There are several theories explaining the etymology of the village's name. According to one theory, it is tied to the name of Saint Pantaleon, a church dedicated to whom occupied the present site of the village's Church of St Demetrius. A second explanation derives the name from the village of Patele in Aegean Macedonia (today Agios Panteleimonas, Florina regional unit, Greece), from which people settled in Patalenitsa in the 18th century. Another possibility is a link to the Bulgarian word pat (път, "road"), due to Patalenitsa's position on a crossroad.
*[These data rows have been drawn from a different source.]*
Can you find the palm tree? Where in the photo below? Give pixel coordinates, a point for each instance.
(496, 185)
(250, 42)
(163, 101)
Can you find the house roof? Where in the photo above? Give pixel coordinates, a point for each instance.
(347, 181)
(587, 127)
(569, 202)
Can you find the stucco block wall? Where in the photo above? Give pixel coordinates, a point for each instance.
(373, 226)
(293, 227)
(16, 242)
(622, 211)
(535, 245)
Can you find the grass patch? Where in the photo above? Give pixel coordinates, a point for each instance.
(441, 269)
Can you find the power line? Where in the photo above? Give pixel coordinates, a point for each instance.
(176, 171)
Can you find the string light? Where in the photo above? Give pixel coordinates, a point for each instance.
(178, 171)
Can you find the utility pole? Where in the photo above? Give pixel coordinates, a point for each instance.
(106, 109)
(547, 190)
The village has its own village hall, the present building of which dates to 1970, a cultural centre (chitalishte) established in 1909, and a monument to the locals who perished as Bulgarian Army soldiers in the Balkan Wars and World War I. The earliest school in Patalenitsa was founded in 1865, though the current edifice of the village school was constructed in 1923.